China Focus: Universities color China's senior citizens' lives
November 01,2017 By:Xinhua
November 1, 2017 -- Sang Meiying, 74, teaches music every Monday, Wednesday and Friday at Shizuishan "university" of the elderly in Ningxia Hui Autonomous Region, regardless of the weather.
Every Tuesday and Thursday, she takes classes in calligraphy and painting.
"I don't get tired at all!" Sang said. "We are teacher, and students, and we are friends. The college has filled our lives with color."
China's elderly population is increasing rapidly. Now with a healthy economy, old people are expecting a better quality of life, and thus these colleges for the elderly were born.
In 1983, China's first university of the elderly opened in east China's Shandong Province. Only 30 years later, there are now about 60,000 such schools. Over 7 million people currently study in them, according to the China association university of the elderly.
"I tried watching TV, dancing and playing cards after retirement. I didn't find any of that very interesting," Sang said. Sang believes that the more free time you have the more exhausted you become. "The college has made our lives meaningful again," she said.
Expansion of demand has far out-stripped the increase in supply. Getting into school is competitive.
"We receive far too many applications every year, and the places are very limited," said Wan Nianchun, deputy principal of Hubei Province university of the elderly.
Shandong's college started online applications three years ago, said Fu Limin, deputy principal, "People can book a subject with just a few clicks online."
The most popular is dance, with all places for the fall semester filled seven minutes after applications opened.
The situation is the same in other cities. In Hangzhou, the enrolment rate for the most popular subject is 16:1. In Jiangsu, people queued overnight for a single place. In Guangzhou, all 35 universities are full every year.
While the colleges are very popular there is no shortage of complaints.
"Some people do not want to graduate"
"It's difficult to secure a place, so I have to study from home."
"They are too popular..."
According to Jinan city government, in 2017, the number of people aged 60 or above reached 1.3 million, 20.5 percent of the population.

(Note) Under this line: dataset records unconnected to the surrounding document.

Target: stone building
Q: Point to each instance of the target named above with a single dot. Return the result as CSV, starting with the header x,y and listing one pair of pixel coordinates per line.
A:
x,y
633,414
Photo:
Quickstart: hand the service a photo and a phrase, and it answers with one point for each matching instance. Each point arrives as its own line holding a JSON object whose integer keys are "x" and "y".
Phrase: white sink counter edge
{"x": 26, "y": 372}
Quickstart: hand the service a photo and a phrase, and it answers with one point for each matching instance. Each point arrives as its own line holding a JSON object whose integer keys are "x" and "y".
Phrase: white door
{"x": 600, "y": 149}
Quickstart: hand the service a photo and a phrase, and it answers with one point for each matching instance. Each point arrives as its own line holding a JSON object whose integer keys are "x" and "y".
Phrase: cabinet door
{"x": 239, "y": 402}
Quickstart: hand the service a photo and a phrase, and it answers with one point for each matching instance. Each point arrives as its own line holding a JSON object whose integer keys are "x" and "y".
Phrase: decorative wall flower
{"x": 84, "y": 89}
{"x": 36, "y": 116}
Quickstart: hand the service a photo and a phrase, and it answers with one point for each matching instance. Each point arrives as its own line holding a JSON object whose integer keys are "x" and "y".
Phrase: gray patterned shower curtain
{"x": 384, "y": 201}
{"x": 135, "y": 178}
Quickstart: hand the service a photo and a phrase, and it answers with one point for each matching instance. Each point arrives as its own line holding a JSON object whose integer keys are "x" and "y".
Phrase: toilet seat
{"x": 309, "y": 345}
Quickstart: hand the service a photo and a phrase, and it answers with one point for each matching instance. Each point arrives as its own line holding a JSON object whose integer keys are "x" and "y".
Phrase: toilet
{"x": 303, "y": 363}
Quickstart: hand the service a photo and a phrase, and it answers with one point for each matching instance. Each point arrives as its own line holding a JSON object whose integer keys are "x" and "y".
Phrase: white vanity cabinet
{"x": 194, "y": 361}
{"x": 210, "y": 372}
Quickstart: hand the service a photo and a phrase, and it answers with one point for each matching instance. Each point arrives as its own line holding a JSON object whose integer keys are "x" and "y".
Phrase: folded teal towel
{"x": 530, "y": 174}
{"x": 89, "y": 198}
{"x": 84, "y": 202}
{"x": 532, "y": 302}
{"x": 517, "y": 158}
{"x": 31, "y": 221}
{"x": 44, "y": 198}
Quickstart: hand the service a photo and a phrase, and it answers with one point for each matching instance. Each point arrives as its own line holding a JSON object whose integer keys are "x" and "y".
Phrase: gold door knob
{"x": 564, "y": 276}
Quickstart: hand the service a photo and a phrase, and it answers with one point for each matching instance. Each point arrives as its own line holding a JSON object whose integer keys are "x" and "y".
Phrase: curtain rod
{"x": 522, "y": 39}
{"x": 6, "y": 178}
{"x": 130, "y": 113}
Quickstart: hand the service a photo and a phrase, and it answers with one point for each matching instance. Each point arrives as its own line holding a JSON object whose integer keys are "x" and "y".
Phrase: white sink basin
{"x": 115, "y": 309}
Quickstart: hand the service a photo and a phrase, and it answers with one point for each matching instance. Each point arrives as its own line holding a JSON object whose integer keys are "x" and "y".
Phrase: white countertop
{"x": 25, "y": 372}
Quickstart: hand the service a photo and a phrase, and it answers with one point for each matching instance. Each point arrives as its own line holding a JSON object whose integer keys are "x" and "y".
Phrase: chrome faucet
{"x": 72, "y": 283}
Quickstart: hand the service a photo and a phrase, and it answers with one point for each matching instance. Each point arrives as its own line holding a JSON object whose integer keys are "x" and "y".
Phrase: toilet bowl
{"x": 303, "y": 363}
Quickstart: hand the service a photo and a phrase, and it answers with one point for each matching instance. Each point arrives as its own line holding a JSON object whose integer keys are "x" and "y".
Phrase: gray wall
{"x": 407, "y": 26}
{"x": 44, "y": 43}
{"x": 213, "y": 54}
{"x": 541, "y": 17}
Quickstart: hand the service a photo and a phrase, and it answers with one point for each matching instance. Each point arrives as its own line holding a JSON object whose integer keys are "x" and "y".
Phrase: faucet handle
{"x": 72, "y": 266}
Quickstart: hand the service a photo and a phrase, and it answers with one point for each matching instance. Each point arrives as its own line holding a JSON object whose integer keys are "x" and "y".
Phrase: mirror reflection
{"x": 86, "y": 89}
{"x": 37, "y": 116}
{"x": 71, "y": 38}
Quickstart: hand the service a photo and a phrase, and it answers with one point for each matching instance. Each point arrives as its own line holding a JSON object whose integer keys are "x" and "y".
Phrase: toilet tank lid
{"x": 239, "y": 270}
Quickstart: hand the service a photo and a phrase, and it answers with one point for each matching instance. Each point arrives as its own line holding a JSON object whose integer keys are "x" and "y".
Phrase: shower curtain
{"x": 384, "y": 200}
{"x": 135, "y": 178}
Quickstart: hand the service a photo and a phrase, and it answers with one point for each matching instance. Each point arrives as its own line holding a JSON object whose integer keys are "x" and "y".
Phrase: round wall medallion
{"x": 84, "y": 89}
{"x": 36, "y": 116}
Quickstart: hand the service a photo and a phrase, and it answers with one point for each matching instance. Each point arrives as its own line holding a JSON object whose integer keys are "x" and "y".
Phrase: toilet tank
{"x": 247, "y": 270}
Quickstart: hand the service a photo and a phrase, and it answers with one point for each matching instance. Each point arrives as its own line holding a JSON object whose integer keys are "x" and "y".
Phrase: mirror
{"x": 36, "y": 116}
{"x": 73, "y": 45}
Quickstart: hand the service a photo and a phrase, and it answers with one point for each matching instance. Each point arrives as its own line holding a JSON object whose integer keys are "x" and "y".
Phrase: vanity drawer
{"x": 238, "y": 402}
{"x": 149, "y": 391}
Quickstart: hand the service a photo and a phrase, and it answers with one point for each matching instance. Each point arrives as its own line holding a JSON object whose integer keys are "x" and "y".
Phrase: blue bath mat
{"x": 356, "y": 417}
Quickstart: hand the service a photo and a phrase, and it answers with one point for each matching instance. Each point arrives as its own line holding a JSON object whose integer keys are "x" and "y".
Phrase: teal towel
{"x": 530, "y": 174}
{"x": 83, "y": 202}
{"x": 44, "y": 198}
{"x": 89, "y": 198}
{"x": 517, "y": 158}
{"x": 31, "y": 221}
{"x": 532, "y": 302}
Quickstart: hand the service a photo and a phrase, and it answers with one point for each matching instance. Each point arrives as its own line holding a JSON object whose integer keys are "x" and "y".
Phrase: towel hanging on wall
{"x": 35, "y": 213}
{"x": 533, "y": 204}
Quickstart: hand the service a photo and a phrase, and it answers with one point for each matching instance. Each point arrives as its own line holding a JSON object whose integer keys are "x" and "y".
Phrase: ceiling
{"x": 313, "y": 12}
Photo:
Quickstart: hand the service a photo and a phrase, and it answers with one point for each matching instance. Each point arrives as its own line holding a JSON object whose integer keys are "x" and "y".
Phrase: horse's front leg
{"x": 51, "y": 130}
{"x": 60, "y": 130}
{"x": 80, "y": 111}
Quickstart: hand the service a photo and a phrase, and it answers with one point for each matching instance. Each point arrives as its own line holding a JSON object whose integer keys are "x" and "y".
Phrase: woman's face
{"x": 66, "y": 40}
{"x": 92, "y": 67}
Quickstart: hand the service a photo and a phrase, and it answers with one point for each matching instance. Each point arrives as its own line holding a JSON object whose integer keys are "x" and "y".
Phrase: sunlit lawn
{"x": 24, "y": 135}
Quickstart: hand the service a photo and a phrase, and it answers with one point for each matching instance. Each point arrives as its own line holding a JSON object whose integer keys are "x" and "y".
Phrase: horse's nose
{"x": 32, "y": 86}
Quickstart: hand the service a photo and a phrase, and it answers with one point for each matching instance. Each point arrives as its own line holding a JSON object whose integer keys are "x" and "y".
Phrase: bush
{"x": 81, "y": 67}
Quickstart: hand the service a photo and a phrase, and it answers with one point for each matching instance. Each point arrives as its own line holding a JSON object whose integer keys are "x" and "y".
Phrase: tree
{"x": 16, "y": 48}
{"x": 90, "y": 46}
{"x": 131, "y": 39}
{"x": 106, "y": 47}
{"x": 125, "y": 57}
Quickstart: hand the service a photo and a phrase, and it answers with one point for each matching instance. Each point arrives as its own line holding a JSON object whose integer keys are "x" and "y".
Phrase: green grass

However, Jinan can only provide college places for 20,000. The gap between demand and supply is huge.
"The popularity is not just about improved education for our senior citizens, but also shows a lack of other elder care services," said Gao Liping, deputy director of Shandong Academy of Social Science population research institute.
More learning centers for elders have been written into China's development plan with at least one university of the elderly in each county by 2020.
"I am hoping the government will continue its support for our universities to let more people enjoy learning there," said Sang.